Ok, so I have not been posting -- last post New Years Eve. So, I am going to post once a day for a week and see if I develop better habits.

So, since the last post, I have gone on dialysis, which I must do every Tuesday, Thursday and Saturday. Frankly, it sucks. But, there are people out there that have it far worse than me to be sure. I have found that during this season, I have been angry. I walk around at about a 7 on the scale of 1-10. I don't think about being angry - in fact most often I don't feel angry. But, if 10 is blow-up, then I know I'm at 7 or so because I can get really ticked off at really small things. I think the anger is caused by the lack of control that I feel having to be on dialysis. Today, during church, before I got up to preach, while I prayed for those there to participate I thought "I'm also mad that i don't think it's fair that I'm on dialysis again, that my kidneys failed for a third time. And I think that's right -- I don't think it's fair.

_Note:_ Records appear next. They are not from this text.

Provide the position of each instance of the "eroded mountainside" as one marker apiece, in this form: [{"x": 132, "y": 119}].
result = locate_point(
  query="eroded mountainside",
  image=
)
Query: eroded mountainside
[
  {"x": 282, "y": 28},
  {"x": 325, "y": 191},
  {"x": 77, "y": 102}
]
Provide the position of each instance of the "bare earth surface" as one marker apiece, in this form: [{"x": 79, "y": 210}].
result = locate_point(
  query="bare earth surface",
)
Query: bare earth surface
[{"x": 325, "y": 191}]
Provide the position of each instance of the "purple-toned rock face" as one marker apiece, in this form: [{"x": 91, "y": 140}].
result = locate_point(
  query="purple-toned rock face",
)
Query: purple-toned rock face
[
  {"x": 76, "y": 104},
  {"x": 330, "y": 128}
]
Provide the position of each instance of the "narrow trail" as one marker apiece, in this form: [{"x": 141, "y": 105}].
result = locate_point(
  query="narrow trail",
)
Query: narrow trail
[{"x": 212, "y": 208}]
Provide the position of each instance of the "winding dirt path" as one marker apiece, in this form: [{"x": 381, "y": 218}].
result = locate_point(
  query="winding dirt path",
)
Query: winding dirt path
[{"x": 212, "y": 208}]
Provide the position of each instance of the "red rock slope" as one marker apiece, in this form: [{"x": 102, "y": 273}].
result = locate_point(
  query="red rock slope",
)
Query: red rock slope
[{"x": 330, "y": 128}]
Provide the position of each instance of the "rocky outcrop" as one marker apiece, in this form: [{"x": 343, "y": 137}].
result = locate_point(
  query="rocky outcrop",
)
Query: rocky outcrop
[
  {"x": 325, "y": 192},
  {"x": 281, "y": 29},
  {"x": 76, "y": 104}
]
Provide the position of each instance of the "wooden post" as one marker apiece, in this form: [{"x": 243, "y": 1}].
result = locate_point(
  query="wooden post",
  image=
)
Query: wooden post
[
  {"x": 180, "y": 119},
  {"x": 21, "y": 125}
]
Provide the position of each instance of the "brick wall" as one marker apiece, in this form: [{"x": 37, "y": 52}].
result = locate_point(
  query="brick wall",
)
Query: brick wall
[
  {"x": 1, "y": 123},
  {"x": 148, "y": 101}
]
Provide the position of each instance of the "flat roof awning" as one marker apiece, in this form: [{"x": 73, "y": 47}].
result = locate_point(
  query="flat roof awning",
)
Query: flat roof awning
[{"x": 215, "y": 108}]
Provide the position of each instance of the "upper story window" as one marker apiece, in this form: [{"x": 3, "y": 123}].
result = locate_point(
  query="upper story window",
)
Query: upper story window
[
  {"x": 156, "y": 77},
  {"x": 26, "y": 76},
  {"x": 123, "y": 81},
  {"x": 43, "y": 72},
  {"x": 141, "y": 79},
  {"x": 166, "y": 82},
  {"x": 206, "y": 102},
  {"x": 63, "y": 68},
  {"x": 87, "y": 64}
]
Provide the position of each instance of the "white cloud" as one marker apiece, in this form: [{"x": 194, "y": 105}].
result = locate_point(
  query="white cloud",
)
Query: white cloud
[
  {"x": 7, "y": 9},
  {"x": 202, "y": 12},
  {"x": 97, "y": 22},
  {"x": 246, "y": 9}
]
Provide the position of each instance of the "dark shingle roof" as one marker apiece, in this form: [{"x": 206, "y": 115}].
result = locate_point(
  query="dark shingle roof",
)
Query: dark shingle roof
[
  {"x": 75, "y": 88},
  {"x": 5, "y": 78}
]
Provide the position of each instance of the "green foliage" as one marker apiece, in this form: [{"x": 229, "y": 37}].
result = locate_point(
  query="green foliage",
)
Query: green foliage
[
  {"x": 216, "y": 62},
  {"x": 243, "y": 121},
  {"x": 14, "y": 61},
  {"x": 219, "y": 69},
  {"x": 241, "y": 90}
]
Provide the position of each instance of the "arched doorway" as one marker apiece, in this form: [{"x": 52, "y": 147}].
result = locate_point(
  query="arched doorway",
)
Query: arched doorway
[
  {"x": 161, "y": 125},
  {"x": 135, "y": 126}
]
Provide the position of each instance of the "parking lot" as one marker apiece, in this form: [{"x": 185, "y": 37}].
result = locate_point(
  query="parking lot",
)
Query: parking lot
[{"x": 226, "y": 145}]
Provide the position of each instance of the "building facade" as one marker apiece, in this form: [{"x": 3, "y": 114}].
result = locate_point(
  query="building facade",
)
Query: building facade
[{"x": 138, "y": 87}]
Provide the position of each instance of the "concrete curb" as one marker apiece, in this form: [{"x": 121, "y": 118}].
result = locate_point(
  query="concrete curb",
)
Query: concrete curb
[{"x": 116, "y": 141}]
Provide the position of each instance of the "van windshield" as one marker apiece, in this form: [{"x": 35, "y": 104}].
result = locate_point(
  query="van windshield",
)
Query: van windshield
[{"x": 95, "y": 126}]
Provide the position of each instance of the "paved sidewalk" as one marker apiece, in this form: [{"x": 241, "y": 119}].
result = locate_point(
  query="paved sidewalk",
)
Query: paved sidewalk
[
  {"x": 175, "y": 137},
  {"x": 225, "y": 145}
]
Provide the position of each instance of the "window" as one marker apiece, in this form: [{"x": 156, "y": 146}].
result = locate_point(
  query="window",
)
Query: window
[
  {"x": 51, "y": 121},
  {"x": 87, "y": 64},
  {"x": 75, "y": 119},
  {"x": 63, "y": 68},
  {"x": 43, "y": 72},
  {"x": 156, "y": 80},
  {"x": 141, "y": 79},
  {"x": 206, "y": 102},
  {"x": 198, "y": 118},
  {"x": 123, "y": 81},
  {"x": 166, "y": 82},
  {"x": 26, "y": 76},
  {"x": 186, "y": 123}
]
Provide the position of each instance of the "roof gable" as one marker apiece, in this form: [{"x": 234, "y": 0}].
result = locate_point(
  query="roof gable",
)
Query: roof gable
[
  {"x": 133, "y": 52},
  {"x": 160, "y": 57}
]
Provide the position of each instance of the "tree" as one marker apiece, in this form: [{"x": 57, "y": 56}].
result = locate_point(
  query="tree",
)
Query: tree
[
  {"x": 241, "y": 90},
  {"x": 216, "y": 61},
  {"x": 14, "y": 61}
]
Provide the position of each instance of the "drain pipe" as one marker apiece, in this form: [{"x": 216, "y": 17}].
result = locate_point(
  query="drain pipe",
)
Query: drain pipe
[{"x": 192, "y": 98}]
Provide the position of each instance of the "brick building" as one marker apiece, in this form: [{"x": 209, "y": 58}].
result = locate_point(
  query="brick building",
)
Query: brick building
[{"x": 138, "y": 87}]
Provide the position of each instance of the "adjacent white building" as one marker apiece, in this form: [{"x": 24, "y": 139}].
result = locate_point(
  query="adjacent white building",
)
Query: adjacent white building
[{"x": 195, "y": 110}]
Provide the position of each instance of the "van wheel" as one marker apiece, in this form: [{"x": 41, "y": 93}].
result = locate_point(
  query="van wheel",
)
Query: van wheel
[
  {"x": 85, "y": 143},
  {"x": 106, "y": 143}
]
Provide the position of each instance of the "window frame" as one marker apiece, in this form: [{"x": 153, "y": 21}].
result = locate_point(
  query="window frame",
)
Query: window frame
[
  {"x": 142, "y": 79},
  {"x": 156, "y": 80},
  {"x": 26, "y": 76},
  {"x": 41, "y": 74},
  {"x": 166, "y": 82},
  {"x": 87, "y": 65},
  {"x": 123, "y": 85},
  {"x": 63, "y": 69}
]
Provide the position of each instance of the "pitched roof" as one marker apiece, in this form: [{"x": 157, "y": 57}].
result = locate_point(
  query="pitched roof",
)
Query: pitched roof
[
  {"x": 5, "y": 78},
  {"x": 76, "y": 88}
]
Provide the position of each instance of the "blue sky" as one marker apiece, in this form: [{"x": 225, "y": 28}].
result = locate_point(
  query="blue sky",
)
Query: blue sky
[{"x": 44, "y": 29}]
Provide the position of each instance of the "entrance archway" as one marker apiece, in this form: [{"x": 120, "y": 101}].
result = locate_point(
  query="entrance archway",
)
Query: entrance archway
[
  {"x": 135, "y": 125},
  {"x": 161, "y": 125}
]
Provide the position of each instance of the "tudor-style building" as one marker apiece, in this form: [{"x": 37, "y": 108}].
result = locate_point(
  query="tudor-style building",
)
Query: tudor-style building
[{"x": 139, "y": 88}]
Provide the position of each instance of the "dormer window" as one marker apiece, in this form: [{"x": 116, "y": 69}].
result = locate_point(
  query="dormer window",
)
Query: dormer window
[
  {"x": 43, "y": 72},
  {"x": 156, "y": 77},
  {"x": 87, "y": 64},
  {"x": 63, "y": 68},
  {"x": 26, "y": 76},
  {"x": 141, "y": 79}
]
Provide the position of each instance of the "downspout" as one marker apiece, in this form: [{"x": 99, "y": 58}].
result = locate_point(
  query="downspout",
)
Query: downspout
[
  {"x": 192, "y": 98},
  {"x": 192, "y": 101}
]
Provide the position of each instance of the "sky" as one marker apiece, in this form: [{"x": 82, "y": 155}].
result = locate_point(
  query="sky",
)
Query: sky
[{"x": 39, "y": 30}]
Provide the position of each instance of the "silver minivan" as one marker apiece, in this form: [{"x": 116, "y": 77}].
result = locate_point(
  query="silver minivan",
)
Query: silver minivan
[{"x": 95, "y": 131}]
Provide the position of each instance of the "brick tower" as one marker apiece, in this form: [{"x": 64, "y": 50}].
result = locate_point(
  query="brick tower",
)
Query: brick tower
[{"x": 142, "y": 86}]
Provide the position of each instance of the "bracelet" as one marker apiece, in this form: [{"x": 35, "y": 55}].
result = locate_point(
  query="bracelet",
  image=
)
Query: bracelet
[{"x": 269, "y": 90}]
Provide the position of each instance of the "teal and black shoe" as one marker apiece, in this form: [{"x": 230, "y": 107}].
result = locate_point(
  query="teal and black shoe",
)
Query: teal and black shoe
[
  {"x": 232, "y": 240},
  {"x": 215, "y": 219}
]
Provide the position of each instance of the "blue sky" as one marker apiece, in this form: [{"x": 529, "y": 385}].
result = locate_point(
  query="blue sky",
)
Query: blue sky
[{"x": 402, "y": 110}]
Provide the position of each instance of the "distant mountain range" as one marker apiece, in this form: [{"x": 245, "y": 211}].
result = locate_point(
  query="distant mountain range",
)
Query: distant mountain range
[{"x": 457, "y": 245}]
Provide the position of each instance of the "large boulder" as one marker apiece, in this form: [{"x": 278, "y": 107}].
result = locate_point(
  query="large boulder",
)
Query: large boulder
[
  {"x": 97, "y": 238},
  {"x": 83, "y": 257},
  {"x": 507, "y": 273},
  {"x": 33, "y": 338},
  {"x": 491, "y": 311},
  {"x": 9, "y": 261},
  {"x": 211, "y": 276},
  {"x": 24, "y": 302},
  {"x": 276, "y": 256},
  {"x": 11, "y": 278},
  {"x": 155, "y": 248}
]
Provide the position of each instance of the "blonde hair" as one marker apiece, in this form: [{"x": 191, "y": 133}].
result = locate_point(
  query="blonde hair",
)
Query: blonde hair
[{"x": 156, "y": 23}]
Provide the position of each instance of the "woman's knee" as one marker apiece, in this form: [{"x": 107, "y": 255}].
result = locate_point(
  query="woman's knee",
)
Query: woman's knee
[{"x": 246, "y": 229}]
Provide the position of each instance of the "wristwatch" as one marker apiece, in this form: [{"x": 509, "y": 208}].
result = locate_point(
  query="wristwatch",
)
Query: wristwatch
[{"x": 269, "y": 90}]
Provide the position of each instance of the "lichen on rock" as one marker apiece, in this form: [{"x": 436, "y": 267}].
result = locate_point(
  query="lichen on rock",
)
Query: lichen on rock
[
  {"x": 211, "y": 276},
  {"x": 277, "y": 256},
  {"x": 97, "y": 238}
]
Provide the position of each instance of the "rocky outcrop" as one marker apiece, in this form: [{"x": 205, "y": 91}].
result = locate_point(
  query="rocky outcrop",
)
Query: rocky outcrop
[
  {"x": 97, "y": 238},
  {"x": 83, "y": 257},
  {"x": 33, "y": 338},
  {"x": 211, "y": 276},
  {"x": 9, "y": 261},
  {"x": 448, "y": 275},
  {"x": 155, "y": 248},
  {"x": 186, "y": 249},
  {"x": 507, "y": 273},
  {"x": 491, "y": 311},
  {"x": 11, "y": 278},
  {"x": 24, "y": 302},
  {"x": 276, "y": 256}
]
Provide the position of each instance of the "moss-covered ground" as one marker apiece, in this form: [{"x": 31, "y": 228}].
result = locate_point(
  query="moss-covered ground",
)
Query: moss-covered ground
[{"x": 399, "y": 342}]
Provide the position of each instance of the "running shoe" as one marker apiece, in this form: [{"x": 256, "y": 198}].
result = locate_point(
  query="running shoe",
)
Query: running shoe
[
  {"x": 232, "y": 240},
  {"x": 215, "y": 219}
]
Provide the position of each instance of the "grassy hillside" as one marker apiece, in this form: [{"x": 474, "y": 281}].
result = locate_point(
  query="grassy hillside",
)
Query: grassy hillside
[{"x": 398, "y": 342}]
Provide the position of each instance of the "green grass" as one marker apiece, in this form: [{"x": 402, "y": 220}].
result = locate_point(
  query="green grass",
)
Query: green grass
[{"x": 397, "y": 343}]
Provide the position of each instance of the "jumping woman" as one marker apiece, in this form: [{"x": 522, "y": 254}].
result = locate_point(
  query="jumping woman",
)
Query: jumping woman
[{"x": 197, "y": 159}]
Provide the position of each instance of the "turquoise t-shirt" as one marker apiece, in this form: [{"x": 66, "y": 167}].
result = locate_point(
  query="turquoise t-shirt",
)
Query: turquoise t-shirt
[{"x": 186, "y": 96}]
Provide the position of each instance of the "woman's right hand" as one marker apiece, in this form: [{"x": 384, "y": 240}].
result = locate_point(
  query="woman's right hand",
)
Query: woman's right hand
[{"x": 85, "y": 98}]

And that kind of freaks me out because I am the first guy to counsel people that fairness is not really up for argument. We all really deserve instant destruction, but by God's grace we have life and breath and everything else. Also, as I said above, lots of people are worse off. So, intellectually, it doesn't make sense with what I believe, or what I say I believe.

Yeah, I think I am angry because I don't think it's fair for me to be on dialysis again. Wow, who would have thought. Something to think, and pray, about.